Selon lui, les conséquences dépassent la simple perte d’une devanture. Il évoque notamment une voisine qui vendait de la nourriture et dont l’espace aurait également été démoli.
« Il y a des situations pires que la nôtre. Pour nous, c’est la devanture, mais ici, à côté, il y a une femme qui vendait à manger et sa place a été démolie. Mon voisin, quand ils ont démoli, il était même parti se laver ».
El Hadji Diouf affirme pourtant avoir déjà accepté par le passé de modifier une partie de son installation à la demande des autorités.
« Un jour, on m’avait demandé de diminuer une partie, je l’ai fait. Mais cette fois-ci, rien du tout. Et le pire, c’est qu’ils ont laissé les briques ici. Ça fait vraiment mal ».
La question de la sécurité constitue une autre source d’inquiétude. Avec une porte en moins, le responsable de l’atelier affirme craindre davantage les cambriolages.
« La sécurité, c’est un problème. Je n’ai plus la même sécurité. J’avais deux portes, maintenant il n’en reste qu’une. Parfois, je reste jusqu’à deux heures du matin pour surveiller parce qu’ici, il y a des cambrioleurs », explique-t-il.
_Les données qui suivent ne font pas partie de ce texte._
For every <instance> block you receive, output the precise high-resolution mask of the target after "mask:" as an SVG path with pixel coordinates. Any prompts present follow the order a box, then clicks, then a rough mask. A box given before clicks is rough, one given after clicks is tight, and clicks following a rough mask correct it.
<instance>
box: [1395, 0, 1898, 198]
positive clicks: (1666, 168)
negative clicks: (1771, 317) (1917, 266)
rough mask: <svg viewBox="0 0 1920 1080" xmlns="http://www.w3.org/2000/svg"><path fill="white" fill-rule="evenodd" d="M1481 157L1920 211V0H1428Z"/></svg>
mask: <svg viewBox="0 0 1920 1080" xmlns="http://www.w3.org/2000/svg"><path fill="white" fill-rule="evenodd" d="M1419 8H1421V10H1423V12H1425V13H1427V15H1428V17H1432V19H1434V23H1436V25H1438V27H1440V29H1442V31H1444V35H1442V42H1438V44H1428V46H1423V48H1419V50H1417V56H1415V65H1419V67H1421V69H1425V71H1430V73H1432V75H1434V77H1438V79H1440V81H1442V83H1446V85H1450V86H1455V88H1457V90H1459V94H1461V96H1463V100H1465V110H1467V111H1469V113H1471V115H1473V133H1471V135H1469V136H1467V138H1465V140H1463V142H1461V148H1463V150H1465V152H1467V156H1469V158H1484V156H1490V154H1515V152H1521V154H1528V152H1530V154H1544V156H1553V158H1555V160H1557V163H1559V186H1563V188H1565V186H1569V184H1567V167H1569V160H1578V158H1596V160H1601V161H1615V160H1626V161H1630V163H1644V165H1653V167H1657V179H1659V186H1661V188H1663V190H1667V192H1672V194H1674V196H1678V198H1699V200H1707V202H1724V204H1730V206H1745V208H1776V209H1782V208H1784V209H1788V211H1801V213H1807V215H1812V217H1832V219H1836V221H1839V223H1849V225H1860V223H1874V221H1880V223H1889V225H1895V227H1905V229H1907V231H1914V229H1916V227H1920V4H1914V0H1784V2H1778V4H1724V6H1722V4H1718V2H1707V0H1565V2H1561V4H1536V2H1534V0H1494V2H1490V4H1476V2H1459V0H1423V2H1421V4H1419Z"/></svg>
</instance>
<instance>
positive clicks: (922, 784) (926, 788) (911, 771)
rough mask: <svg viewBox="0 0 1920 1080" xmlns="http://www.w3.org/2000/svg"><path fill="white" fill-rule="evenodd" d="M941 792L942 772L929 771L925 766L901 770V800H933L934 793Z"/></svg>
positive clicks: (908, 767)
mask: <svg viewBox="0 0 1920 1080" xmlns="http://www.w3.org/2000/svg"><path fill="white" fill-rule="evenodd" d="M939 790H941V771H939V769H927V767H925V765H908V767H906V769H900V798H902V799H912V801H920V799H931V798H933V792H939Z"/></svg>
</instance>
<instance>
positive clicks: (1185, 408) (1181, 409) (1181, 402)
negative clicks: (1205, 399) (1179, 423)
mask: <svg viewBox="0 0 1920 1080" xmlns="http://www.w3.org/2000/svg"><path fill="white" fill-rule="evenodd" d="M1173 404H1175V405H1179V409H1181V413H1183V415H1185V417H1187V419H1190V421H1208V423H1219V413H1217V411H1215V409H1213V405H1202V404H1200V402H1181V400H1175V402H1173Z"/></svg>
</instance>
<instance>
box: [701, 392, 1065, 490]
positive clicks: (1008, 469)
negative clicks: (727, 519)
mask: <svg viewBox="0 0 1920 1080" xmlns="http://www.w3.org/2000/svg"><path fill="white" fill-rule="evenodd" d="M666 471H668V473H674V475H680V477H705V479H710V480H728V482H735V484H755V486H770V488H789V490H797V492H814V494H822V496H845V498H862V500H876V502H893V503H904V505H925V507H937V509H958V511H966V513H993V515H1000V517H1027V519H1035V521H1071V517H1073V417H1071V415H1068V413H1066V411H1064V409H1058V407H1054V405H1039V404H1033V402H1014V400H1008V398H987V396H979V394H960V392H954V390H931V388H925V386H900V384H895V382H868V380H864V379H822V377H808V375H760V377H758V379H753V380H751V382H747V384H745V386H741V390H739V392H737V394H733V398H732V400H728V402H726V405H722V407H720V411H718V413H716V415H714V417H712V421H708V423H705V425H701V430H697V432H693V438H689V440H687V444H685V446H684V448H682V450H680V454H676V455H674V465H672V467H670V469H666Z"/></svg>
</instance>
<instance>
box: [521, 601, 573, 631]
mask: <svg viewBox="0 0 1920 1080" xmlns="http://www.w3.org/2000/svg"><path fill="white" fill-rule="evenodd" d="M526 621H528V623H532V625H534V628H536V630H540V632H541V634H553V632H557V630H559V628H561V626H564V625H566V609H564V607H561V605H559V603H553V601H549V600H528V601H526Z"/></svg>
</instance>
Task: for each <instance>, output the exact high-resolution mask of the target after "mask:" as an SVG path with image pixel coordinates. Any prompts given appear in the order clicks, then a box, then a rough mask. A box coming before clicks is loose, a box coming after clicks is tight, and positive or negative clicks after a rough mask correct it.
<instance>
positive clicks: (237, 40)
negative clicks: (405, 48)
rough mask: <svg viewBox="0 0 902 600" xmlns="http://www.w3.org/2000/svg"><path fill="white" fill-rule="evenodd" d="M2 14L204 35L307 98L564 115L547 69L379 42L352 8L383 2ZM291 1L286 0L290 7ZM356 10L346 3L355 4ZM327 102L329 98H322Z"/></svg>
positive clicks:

Dans son atelier, les machines représentent une importante valeur financière. Il affirme notamment posséder une machine estimée à environ 700 000 francs CFA et plusieurs autres d’une valeur de près de 200 000 francs CFA chacune.
Demande d’accompagnement
À cela s’ajoute, selon lui, l’argent investi dans l’aménagement de la boutique.
« J’ai dépensé 300 000 francs CFA pour la vitrine et elle a été démolie. Ça fait vraiment mal. ».
El Hadji Diouf dit également avoir payé régulièrement pour l’occupation de son emplacement. Il affirme avoir versé 21 000 francs CFA tous les trois mois et s’être rendu à la mairie de Médina pour tenter d’obtenir des explications.
Malgré ces difficultés, les commerçants disent ne pas être opposés aux préparatifs des JOJ. Leur principale demande reste l’accompagnement et la prise en compte de leur situation.
Modou Samb, un autre occupant d' un atelier de vêtements, résume le sentiment qui domine sur les lieux : « C’est difficile. On n’est plus en sécurité. On nous a fait de la peine sans avertissement ni rien. Je me lavais et je suis venu voir ça. C’est vraiment difficile. »
Il appelle les autorités à faire preuve de compréhension envers les personnes touchées.
Selon les informations rapportées par les occupants, les opérations seraient liées aux préparatifs des Jeux olympiques de la jeunesse Dakar 2026 et auraient été organisées sous l’autorité du préfet de Dakar. Certains disent également avoir constaté que toutes les places n’ont pas été touchées de la même manière.
À Médina, les débris laissés sur place témoignent encore de l’opération. Derrière ces briques et ces devantures éventrées, ce sont surtout des investissements, des années de travail et des moyens de subsistance que les commerçants disent voir fragilisés.
Pour eux, le message est clair : ils comprennent la nécessité de préparer Dakar pour accueillir les JOJ, mais demandent que cette transformation de la ville ne se fasse pas au détriment de ceux qui y travaillent chaque jour.